Rush joins the Children's Center at a moment when the COVID-19 pandemic is posing many challenges to social service providers and advocacy groups whose contact points with children in the public school systems have been all but eliminated due to distance learning.

It's no secret among social service providers that a lack of interaction with the mandatory reporters who would typically observe the signs of abuse or neglect — teachers, school psychologists and nurses, administrators, etc. — has led to many cases being unnoticed. And many expect caseloads to mount as the vaccine is more widely distributed and children to return to the classroom.

Voters rejected a financial lifeline in November that would have imposed a new property tax, with revenue going to children's-safety organizations like the Children's Center, in which the average homeowner in Clackamas County would pay approximately $3.78 per month on a home with an average assessed value of $302,000. However, partnerships built to push for the failed measure are providing a unique opportunity for organizations like the Children's Center — and others who are part of Clackamas County's Safe Kids Coalition that advocated for the levy — to dig into their work and create a robust response to the eruption in cases of abuse and neglect.

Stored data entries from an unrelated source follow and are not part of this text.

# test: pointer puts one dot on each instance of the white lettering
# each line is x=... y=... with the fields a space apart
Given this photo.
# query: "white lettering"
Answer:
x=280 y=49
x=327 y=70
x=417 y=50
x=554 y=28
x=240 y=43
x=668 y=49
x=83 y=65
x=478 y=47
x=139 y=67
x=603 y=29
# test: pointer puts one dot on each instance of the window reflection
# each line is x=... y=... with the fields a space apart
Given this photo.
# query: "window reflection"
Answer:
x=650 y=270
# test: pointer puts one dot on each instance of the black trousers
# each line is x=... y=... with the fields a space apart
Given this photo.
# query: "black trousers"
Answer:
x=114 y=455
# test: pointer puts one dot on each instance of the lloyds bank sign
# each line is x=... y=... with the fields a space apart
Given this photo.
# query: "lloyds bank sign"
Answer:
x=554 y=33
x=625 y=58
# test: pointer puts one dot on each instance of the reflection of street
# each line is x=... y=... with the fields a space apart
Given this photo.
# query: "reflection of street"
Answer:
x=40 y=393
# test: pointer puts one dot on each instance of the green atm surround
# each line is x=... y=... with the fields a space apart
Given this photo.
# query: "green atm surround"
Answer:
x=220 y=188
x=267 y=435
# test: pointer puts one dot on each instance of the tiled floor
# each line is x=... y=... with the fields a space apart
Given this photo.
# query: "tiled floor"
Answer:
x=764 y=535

For Rush, that unique opportunity to be on the cutting edge of children's services and leading the way for how medical examinations and forensic interviews are conducted to positively impact the lives of Clackamas County children was a huge draw for her joining the organization.

"My staff and I talked regularly about our concerns for children when they weren't in a place where they had trusted adults that they could easily talk to," she said. "Obviously, in distance learning, kids' opportunity to have one-on-one time with an adult is pretty challenging, and the opportunity to build those relationships, so every week teachers and I were having conversations about how do we offer a space where children can let us know what's going on?"

Rush said the Children's Center is also recognizing the amount of stress families are dealing with in these times is truly "unprecedented," despite disdain for overuse of that word.

Rush believes that having less opportunity to learn about the resources available to them has stretched many families to the breaking point, and the Children's Center is trying to find ways to work with its partners in Clackamas County to ensure those families are educated on the resources there to help them.

"I'm super jazzed to be part of the Safe Kids Coalition, and I think something that I'm really excited about is just seeing where those organizations that all kind of serve similar constituents, how do we partner together so we can be more synergistic in our work," Rush said.

On a personal note, Rush said that she's extremely humbled and thrilled that the Children's Center's Board of Directors put their trust in her to lead their organization during a time of such uncertainty and uncharted waters. In some ways, she said, this is a dream job to bring all of her skills and passions into one role.

"Since conversation sort of started happening with the Children's Center back in October, it has been a major feature in my dreams and my conversations, so it has been something that I am just so honored and excited to get to do," she said. "And I feel really passionately about it, and I just want to jump in quickly, but I also know that there's a lot that I need to learn about the organization and about the partnerships."

According to Rush, that learning period will play a huge role in setting herself up for success, and she's currently working with Nickels as she fully takes the driver's seat over the coming weeks.

For Nickels, she said it's been an honor working alongside the Clackamas County community to work on behalf of children.

"Thank you all for the way you welcomed me when I arrived and trusted me, and our team, with your continued support," Nickels said. "It truly takes a village to raise a child, and I've loved being a part of this one."